My apologies for the late reply.

It is a known problem and I spend some time trying to find the right way to tackle it when implementing the C++ backend.

The solution I've landed on, which is quite heavy, but has the benefit of being easy to understand is; as you described above; to wrap the recursive references in std::shared_ptr

For that matter I introduced the templatize keyword, which will wrap in C++ with std::shared_ptr templated on the correct type, (here std::optional).

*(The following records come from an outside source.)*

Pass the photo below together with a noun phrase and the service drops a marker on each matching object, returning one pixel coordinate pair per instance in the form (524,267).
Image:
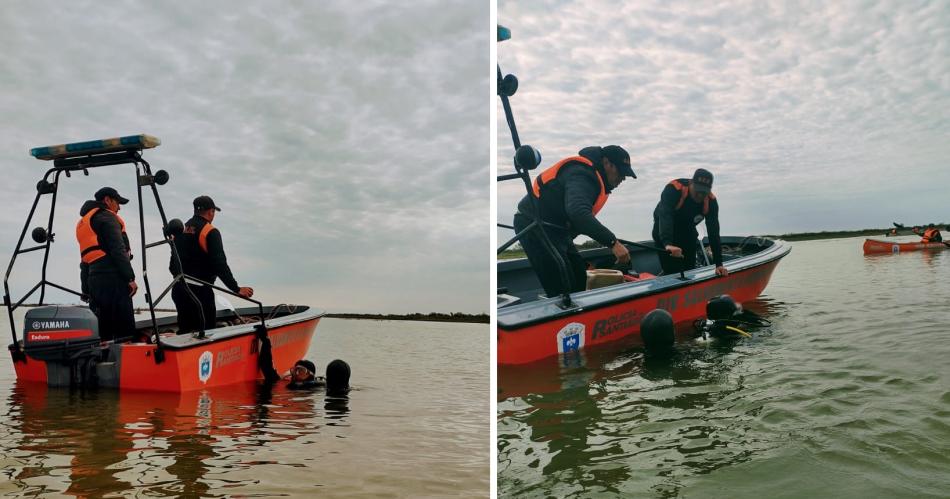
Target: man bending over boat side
(570,193)
(684,203)
(930,235)
(201,251)
(105,272)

It can be done as so, using the helper functions already included :

type recursive_record2 = {
  id: int;
  flag: bool;
  children: recursive_record2 nullable wrap <cpp templatize t="std::shared_ptr" wrap="_atd_wrap_shared_ptr" unwrap="_atd_unwrap_shared_ptr">;}

The output will be

struct RecursiveRecord2 {
    int id;
    bool flag;
    std::shared_ptr<std::optional<typedefs::RecursiveRecord2>> children;

    static RecursiveRecord2 from_json(const rapidjson::Value & doc);
    static RecursiveRecord2 from_json_string(const std::string &s);
    static void to_json(const RecursiveRecord2 &t, rapidjson::Writer<rapidjson::StringBuffer> &writer);
    static std::string to_json_string(const RecursiveRecord2 &t);
    std::string to_json_string();
};

You can find more examples in the tests.

Similarly for a variant:

type recursive_variant = [
  | Integer of int
  | Rec of recursive_variant wrap <cpp templatize t="std::shared_ptr" wrap="_atd_wrap_shared_ptr" unwrap="_atd_unwrap_shared_ptr">
]

I would direct you towards looking at the Cpp test for these kind of cases, although the backend obviously needs more documentation.